Amazon Pueblo Project Survival
Team Member: maryann blaisdell
EVENT DATE Dec 21, 2014
Benjamin Angulo wrote -
Thank you to all of our past supporters. We are on our way to achieving many of our goals!
As a result of excessive rot, the repairs to our buildings have cost over twice of what we expected. In addition, we are installing new metal roofs, gutters, and applying paint and wood preservatives to prevent this from happening again. As a result of these expenses, the project is out of funds. I am donating as much money as I am able to cover many of the additional cost. We now need your financial help to continue our mission!
Through the efforts of our donors and volunteers we:
- have built a dock used daily by the villagers to swim, wash clothing, fish, arrive/depart on boats, and simply to enjoy the river
- have provided health care to over 100 people
- have provided English classes to over 30 adults and 50 children
- will provide continuing legal, governmental, and business advice to the village mayor and people.
Our upcoming projects include:
- formally incorporating the village
- finishing the dock
- connecting the dock to a pier system
- repairing and expanding the village’s power grid
- rice cultivation
- and ultimately –cacao (chocolate) cultivation, processing and exportation.

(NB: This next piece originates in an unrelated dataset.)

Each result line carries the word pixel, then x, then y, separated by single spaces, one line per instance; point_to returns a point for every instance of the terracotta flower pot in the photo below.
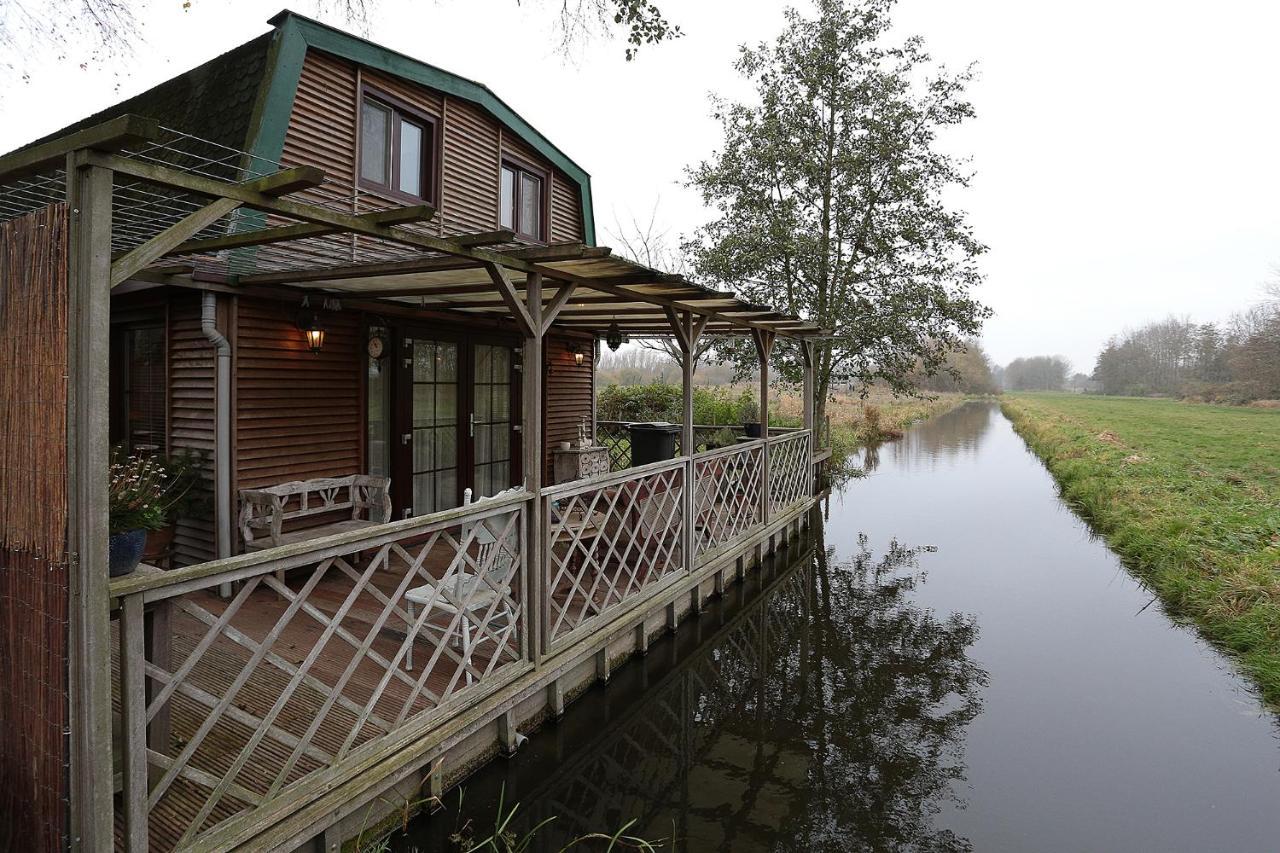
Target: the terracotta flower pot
pixel 124 551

Four years ago, on December 26, 2009, I first visited the Amazon as a tourist. I met Gustavo and his family. Two years after that, following a university class, I made a website in an attempt to tell the world of the needs of La Libertad. I made two other trips to the village in 2011.
After these trips, with the support of three friends from my hometown high school, we founded the Maine-based non-profit corporation Amazon Pueblo. The mission of Amazon Pueblo has ultimately evolved into helping the community to develop sustainable, socially conscious business. Rather than just give the villager’s things that they need (water filters, bathrooms) we are striving to help them have employment that will allow them to buy the things that they need. We also give them advice and guidance on the issues and problems which they face. Rather than just giving the villagers a “fish”, we are teaching them to “fish”.
Our organization, Amazon Pueblo, also strives to be sustainable and self-sufficient. We do not want to be continually asking people to give money to support our efforts. We are slowly starting to receive funds from renting our extra rooms for the volunteers to eco-tourist. We need help as we are getting over the start-up hump!
We hope to eventually receive income for the management support that we give to the village businesses. This will allow us to grow. As the project continues, our vision is to expand our services to all indigenous village of the Colombian Amazon.
Please, help us to achieve our mission!